Income distribution

Monte Carlo simulation
economics
Published

March 27, 2025

A BBC report dated 16th January 2023 presents an interesting statistics. It quotes an OXFAM report, stating that 40% wealth is in the hands of top 1%.

This can be taken as 40:1 Pareto index.

Figure 1: Income distribution as seen by Pareto

What is Pareto index?

Italian polymath Vilfredo Pareto observed that approximately 80% of Italy’s land was owned by 20% of the population. It is surprisingly self similar over a wide range of magnitudes. That means, 20% of the 20% of total population own 80% of 80% of total land and goes on.

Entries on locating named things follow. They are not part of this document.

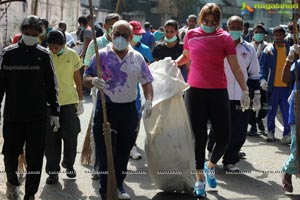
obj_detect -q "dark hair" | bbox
[199,3,222,25]
[144,22,151,29]
[20,15,42,33]
[187,14,197,21]
[104,13,121,23]
[47,29,66,45]
[288,22,299,31]
[58,21,67,29]
[78,16,88,25]
[41,19,49,28]
[273,26,285,35]
[244,22,250,28]
[253,24,266,33]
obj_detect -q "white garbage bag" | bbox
[142,58,195,193]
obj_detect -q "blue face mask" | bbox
[22,35,38,46]
[57,48,65,56]
[132,35,143,43]
[253,33,264,42]
[229,31,242,41]
[201,24,217,33]
[164,35,177,43]
[113,36,129,51]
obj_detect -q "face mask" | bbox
[22,35,38,46]
[164,35,177,43]
[201,24,217,33]
[107,28,112,36]
[132,35,143,43]
[253,33,264,42]
[113,36,128,51]
[57,48,65,56]
[229,31,242,41]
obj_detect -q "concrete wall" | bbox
[0,0,81,46]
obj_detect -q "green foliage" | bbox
[170,0,200,22]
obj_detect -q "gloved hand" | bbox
[264,44,273,56]
[92,77,105,90]
[50,115,60,132]
[142,100,152,118]
[260,79,268,91]
[252,93,261,112]
[240,90,250,112]
[286,44,299,62]
[76,100,84,115]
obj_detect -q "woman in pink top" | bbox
[176,3,250,197]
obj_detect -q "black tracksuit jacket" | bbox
[0,42,59,122]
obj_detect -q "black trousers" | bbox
[93,101,139,194]
[185,87,231,169]
[45,104,80,175]
[249,89,268,130]
[2,119,46,199]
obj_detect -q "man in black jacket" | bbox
[0,16,59,200]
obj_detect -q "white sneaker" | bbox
[118,190,130,199]
[130,145,142,160]
[267,132,275,142]
[281,135,291,144]
[207,151,212,160]
[6,182,21,200]
[224,164,240,173]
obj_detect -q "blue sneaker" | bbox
[194,181,206,198]
[204,162,217,188]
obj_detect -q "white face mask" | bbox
[113,36,129,51]
[22,35,38,46]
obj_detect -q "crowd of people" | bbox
[0,3,300,200]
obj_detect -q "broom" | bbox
[81,114,93,166]
[89,0,118,200]
[292,0,300,177]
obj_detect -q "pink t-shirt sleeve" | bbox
[224,35,236,56]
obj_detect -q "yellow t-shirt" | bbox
[51,46,83,106]
[274,46,287,87]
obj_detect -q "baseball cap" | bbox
[129,21,146,35]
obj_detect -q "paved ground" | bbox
[0,94,300,200]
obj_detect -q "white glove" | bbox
[286,44,299,62]
[92,77,105,90]
[264,44,273,56]
[76,100,84,115]
[50,115,60,132]
[260,79,268,91]
[240,90,250,112]
[142,100,152,118]
[252,93,261,112]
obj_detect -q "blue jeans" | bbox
[93,101,138,194]
[267,87,290,135]
[282,124,296,174]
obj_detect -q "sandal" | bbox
[281,174,293,192]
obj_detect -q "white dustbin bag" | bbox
[141,57,195,193]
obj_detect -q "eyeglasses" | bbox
[113,31,130,39]
[165,30,175,34]
[202,19,218,26]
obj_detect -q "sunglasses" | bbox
[113,31,130,39]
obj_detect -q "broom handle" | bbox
[292,0,300,177]
[89,0,117,200]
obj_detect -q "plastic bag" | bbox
[142,58,195,193]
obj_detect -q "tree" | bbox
[170,0,200,22]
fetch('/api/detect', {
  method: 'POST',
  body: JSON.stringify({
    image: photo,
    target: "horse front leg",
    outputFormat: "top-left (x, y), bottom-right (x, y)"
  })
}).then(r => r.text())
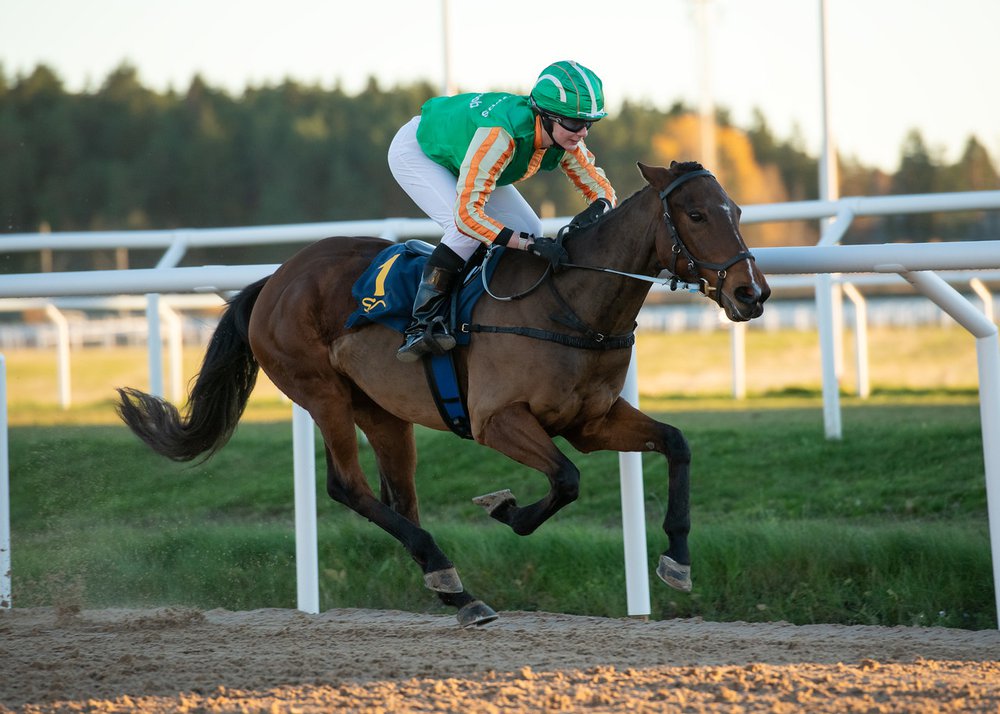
top-left (472, 404), bottom-right (580, 535)
top-left (565, 398), bottom-right (691, 592)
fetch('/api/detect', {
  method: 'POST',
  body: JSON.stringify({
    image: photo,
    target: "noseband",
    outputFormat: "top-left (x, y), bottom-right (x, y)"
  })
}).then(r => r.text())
top-left (660, 169), bottom-right (754, 307)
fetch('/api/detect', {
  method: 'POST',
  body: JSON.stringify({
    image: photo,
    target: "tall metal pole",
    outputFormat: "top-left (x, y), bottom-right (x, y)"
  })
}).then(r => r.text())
top-left (441, 0), bottom-right (455, 96)
top-left (695, 0), bottom-right (720, 168)
top-left (816, 0), bottom-right (842, 439)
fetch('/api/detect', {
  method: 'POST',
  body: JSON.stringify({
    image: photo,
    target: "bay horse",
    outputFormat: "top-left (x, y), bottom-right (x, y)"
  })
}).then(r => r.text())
top-left (116, 162), bottom-right (770, 627)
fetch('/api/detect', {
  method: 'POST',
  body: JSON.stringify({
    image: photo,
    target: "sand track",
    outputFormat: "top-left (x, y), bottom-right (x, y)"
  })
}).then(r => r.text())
top-left (0, 608), bottom-right (1000, 713)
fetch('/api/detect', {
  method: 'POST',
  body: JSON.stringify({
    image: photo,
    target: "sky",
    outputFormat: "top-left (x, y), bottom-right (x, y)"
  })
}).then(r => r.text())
top-left (0, 0), bottom-right (1000, 171)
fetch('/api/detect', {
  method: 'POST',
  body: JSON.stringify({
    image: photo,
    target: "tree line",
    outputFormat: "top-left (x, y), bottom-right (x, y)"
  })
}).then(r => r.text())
top-left (0, 64), bottom-right (1000, 272)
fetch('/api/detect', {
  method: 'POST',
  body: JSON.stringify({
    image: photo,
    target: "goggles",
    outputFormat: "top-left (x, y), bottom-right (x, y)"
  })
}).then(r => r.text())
top-left (547, 114), bottom-right (594, 134)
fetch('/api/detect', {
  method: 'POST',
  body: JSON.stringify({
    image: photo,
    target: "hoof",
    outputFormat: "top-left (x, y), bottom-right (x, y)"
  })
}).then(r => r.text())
top-left (458, 600), bottom-right (500, 627)
top-left (472, 488), bottom-right (517, 516)
top-left (424, 568), bottom-right (465, 593)
top-left (656, 555), bottom-right (691, 593)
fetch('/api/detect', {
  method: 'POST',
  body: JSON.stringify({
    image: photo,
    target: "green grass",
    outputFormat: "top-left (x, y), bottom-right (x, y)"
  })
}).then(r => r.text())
top-left (3, 326), bottom-right (997, 628)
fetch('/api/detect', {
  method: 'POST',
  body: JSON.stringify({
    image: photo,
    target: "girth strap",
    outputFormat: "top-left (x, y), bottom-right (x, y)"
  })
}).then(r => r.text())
top-left (458, 322), bottom-right (635, 350)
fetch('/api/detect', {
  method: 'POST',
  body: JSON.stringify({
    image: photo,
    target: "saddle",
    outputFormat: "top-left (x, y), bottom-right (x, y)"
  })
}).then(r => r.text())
top-left (346, 240), bottom-right (504, 439)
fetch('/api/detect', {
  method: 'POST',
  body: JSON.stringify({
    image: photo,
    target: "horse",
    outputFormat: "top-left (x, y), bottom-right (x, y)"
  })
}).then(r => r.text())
top-left (116, 162), bottom-right (770, 627)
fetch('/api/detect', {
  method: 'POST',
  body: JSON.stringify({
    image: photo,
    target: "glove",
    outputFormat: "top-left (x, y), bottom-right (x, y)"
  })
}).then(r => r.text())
top-left (528, 236), bottom-right (569, 270)
top-left (567, 198), bottom-right (611, 231)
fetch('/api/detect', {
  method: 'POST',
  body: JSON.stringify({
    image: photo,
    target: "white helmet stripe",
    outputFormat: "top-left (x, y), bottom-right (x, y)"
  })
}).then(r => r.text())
top-left (535, 74), bottom-right (566, 103)
top-left (569, 60), bottom-right (600, 116)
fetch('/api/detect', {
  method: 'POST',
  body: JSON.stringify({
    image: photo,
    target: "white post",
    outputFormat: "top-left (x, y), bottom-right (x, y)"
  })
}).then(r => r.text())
top-left (842, 283), bottom-right (872, 399)
top-left (45, 303), bottom-right (72, 409)
top-left (729, 322), bottom-right (747, 399)
top-left (160, 300), bottom-right (184, 404)
top-left (901, 271), bottom-right (1000, 622)
top-left (969, 278), bottom-right (993, 320)
top-left (618, 347), bottom-right (650, 617)
top-left (0, 354), bottom-right (13, 610)
top-left (816, 273), bottom-right (843, 439)
top-left (292, 404), bottom-right (319, 615)
top-left (976, 332), bottom-right (1000, 622)
top-left (146, 293), bottom-right (164, 397)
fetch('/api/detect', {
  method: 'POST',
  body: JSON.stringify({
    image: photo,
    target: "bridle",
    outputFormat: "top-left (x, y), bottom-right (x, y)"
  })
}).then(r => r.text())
top-left (660, 169), bottom-right (755, 307)
top-left (482, 169), bottom-right (755, 307)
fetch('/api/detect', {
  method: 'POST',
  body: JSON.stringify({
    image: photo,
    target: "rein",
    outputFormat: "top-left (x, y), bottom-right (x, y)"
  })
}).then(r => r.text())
top-left (468, 169), bottom-right (754, 350)
top-left (660, 169), bottom-right (755, 307)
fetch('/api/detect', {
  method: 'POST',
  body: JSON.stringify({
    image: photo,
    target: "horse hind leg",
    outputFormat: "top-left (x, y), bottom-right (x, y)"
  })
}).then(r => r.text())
top-left (472, 404), bottom-right (580, 535)
top-left (313, 392), bottom-right (497, 627)
top-left (566, 399), bottom-right (691, 592)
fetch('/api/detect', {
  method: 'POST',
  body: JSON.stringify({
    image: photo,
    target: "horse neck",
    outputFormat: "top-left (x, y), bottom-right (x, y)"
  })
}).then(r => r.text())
top-left (558, 187), bottom-right (660, 332)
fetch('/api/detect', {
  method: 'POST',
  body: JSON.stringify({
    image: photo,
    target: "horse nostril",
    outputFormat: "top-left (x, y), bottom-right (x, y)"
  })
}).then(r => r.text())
top-left (733, 285), bottom-right (767, 305)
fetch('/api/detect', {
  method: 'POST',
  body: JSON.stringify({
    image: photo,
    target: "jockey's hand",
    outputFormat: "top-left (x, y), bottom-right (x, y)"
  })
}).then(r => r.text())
top-left (528, 236), bottom-right (569, 270)
top-left (567, 198), bottom-right (611, 231)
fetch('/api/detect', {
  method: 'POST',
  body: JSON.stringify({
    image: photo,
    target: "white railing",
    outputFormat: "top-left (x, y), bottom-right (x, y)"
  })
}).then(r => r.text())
top-left (0, 186), bottom-right (1000, 618)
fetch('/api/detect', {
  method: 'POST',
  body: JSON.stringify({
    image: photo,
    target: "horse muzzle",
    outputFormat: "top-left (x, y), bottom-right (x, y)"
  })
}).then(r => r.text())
top-left (719, 281), bottom-right (771, 322)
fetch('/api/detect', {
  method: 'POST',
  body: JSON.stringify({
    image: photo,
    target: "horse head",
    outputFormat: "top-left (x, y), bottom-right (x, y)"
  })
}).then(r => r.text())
top-left (639, 161), bottom-right (771, 322)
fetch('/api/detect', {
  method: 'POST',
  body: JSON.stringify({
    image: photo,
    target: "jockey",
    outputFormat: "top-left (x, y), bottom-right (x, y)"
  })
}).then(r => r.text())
top-left (389, 61), bottom-right (617, 362)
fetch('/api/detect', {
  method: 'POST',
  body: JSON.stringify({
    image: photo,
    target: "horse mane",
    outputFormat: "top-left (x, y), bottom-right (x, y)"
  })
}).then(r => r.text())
top-left (570, 161), bottom-right (705, 235)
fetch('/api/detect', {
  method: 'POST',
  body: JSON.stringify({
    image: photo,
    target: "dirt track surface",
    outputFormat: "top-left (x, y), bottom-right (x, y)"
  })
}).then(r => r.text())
top-left (0, 608), bottom-right (1000, 714)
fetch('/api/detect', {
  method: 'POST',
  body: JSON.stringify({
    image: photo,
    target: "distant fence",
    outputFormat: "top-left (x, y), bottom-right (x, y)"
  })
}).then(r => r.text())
top-left (0, 186), bottom-right (1000, 616)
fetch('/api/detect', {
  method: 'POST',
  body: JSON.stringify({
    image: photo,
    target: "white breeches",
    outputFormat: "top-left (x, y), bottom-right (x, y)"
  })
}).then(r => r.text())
top-left (389, 117), bottom-right (542, 260)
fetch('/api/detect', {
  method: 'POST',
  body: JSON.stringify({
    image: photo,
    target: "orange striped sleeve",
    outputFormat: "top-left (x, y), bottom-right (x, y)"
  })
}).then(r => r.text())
top-left (455, 127), bottom-right (514, 244)
top-left (560, 143), bottom-right (618, 206)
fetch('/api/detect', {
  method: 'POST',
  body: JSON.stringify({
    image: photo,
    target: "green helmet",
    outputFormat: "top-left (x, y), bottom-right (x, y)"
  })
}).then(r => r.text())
top-left (531, 60), bottom-right (607, 121)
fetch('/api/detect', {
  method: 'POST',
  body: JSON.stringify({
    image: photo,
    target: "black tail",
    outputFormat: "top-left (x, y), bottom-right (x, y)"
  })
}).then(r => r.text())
top-left (116, 278), bottom-right (267, 461)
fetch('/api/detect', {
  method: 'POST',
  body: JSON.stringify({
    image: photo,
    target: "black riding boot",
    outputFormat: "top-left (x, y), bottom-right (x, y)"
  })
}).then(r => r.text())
top-left (396, 245), bottom-right (465, 362)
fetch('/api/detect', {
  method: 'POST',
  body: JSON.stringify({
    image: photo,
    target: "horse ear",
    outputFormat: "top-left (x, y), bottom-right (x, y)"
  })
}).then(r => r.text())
top-left (636, 161), bottom-right (666, 183)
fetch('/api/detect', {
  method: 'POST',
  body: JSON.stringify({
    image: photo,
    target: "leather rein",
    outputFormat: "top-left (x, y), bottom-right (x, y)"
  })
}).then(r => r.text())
top-left (470, 169), bottom-right (754, 350)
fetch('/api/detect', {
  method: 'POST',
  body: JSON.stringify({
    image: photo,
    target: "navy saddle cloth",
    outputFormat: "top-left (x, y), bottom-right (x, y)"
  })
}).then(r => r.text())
top-left (347, 240), bottom-right (504, 439)
top-left (347, 240), bottom-right (504, 345)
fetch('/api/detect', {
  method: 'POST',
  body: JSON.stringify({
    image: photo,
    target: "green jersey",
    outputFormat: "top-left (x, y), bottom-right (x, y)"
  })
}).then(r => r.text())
top-left (417, 92), bottom-right (616, 243)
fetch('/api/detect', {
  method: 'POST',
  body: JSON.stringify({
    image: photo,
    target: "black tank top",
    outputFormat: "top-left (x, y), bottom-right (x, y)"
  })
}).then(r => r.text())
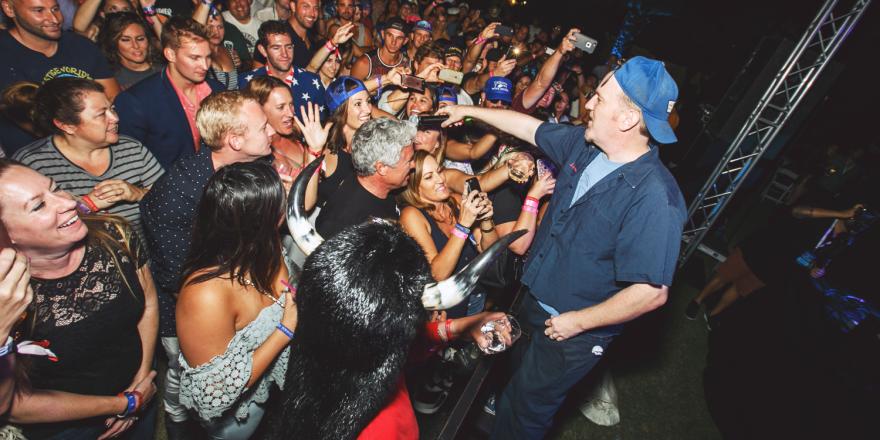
top-left (419, 209), bottom-right (480, 319)
top-left (318, 149), bottom-right (355, 206)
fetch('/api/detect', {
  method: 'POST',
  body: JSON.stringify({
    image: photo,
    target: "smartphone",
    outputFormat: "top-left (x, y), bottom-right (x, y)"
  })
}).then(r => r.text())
top-left (535, 158), bottom-right (556, 179)
top-left (437, 69), bottom-right (464, 86)
top-left (418, 115), bottom-right (449, 130)
top-left (400, 75), bottom-right (425, 92)
top-left (505, 44), bottom-right (522, 60)
top-left (574, 33), bottom-right (599, 53)
top-left (462, 177), bottom-right (483, 196)
top-left (495, 25), bottom-right (513, 37)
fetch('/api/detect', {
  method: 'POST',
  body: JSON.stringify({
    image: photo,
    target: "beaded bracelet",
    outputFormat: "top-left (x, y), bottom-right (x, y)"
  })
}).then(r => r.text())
top-left (82, 196), bottom-right (100, 212)
top-left (275, 322), bottom-right (293, 339)
top-left (116, 391), bottom-right (137, 419)
top-left (0, 336), bottom-right (15, 357)
top-left (76, 200), bottom-right (92, 214)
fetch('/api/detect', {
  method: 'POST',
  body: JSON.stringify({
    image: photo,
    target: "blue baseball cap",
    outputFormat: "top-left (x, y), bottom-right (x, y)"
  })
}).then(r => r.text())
top-left (614, 57), bottom-right (678, 144)
top-left (326, 76), bottom-right (369, 113)
top-left (483, 76), bottom-right (513, 104)
top-left (437, 86), bottom-right (458, 104)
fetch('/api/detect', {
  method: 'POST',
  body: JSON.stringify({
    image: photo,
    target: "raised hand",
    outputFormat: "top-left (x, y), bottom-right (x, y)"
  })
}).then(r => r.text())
top-left (458, 190), bottom-right (485, 228)
top-left (480, 22), bottom-right (501, 40)
top-left (330, 22), bottom-right (354, 46)
top-left (293, 103), bottom-right (333, 153)
top-left (528, 173), bottom-right (556, 200)
top-left (557, 28), bottom-right (581, 55)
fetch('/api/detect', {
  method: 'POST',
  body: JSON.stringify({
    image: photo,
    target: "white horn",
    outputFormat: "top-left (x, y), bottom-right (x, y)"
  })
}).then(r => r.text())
top-left (422, 229), bottom-right (526, 310)
top-left (287, 155), bottom-right (324, 256)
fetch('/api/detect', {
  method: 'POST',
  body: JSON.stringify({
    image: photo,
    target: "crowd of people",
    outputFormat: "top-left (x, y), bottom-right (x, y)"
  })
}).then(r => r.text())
top-left (0, 0), bottom-right (685, 439)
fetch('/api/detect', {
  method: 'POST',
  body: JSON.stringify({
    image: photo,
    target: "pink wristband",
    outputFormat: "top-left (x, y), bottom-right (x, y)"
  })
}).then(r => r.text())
top-left (452, 228), bottom-right (467, 240)
top-left (523, 205), bottom-right (538, 214)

Income distribution is not normal

Hence the outcomes completely differ from Normal or Gaussian distribution.

This is a simplification of a general rule. The ratio or index can be any where and need not add up to 100.

Parameters of Pareto distribution

The Pareto distribution can be described with only 2 simple parameters, ⍺ and xm.

Calculating the 𝛂

If the Pareto ratio is x:y,

\[𝛼 = log(x+y)/log(x)\]

Exact formula is logx(x+y)

Here, \[𝛼=log(41)/log(40)\]

⍺ = 1.0067

Smaller the ⍺, the larger the proportion of very high-income people and vice verse. Here we can that the index is very low, close to 1.

xm

It is the minimum value of the parameter under study.

Case Scenario

Assume that a marginal individual works for 308 days a year with a minimum wage of ₹105. Her yearly income will be around ₹32400. This can be taken as the minimum value of x, the income distribution we are studying. Let’s call it xm.

What will be the mean and median income of the community in which she is living? What will be the maximum income possible? Let’s calculate

Monte Carlo simulation of income distribution

Monte Carlo Simulation can be defined as a computational method of repeated random sampling to obtain numerical results. It can be done using excel with or without add-ons for simulation. Excel does not natively support Pareto sampling. Free Open Sourse add-ons like XLRisk also (right now) does not support the same. r is excellent tool in this situation and also for Monte Carlo simulation of returns for volatile instruments using levi stable distribution

r for simulating income distribution

First, install the necessary package VGAM if you haven’t already and load.

Code
library(VGAM)

Choose the parameters for the Pareto distribution. We have already calculated the ⍺ and xm. See Section 3

Code
alpha <- 1.0067
xm <- 32400

Use the rpareto function to generate random samples. Let’s simulate the wealth of 1000 individuals.

Code
n <- 10000  # Number of individuals
income_samples <- rpareto(n, scale = xm, shape = alpha)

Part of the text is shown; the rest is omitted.